Kadungure landed in the dock after he allegedly influenced two Kadoma siblings, Ivon and Enock Gatawa to enter into a mining equipment deal, pretending to be an official from Marange diamonds.
It was alleged that in November 2012, Kadungure connived with Harare businessman Wicknell Chivayo, who has been already acquitted of similar charges, to create a fictitious company called Transco Civil Engineering, purportedly based in South Africa.
The State alleged that the two proceeded to open an ABSA bank account and an email account purporting to be agents for Marange Diamonds, one of the companies that used to operate in Chiadzwa, in Manicaland province.
Court heard the two went on to rent office space at Hetzner (Private) Limited in South Africa as part of the criminal plot.
It was further alleged they contacted the Gatawa brothers looking for mining pumps while pretending to be chief buyers at Marange Resources.
Prosecutors say the duo gave the complainants an order to supply 10 pumps and referred him to Transco knowing that it was a fictitious company.
Enock Gatawa then deposited 446 900 rands into Transco’s ABSA account and a further 300 000 rands later that day.
Court heard that after transferring the money, Gatawa contacted Transco and was told to go back to Zimbabwe and wait for delivery of the pumps through DHL in three days.
To his surprise, Gatawa got a parcel that had cell phone chargers and that is when he realised they had been swindled.
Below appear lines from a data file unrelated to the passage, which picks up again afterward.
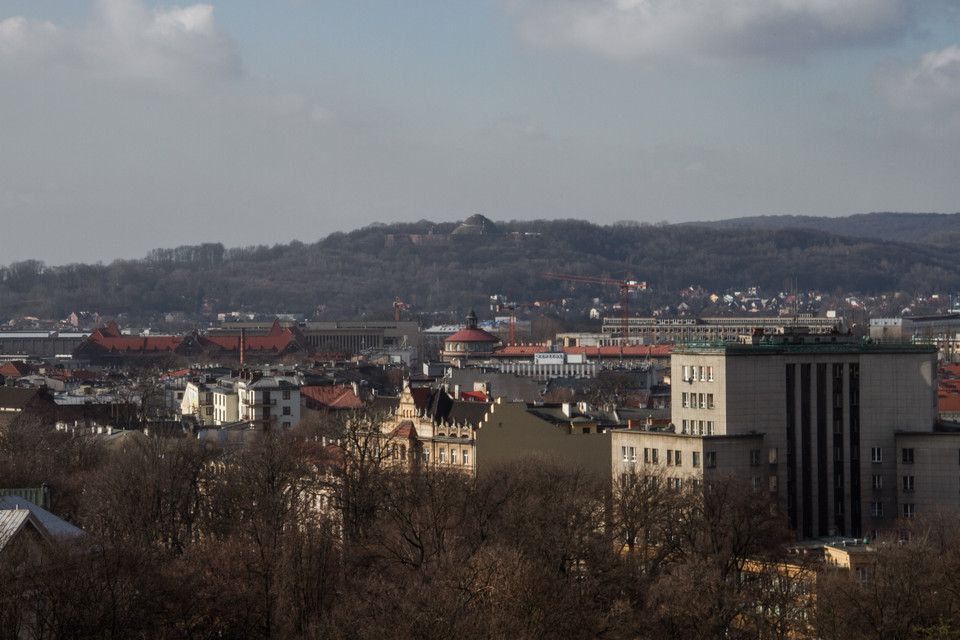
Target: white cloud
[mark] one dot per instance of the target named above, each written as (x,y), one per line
(932,86)
(125,40)
(712,32)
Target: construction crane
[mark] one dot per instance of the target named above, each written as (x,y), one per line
(397,305)
(512,307)
(626,285)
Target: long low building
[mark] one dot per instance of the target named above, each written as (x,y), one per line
(669,330)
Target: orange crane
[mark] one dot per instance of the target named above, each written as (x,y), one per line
(512,307)
(626,285)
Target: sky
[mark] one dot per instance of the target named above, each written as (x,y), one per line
(130,125)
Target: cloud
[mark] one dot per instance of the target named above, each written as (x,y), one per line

Kadungure reportedly used 500 000 rands to buy gas while a further 500 000 rands was transferred into the account of Edward Teka.
The duo allegedly converted 1 046 890 rands to their own use.
Chivayo and Kadungure allegedly duped Nduna using the same modus operandi.
After the offence was reported, Kadungure engaged the Gatawa brothers and arranged to pay back.
Kadungure proved that he acted in such a way to avoid bad publicity.
The magistrate said the actions by the accused did not conclude that he committed the offence.
“It is possible that the accused felt bad about unknowingly purchasing gas using stolen money. That sounds possible,” court ruled.
Ephraim Zinyandu appeared for the state.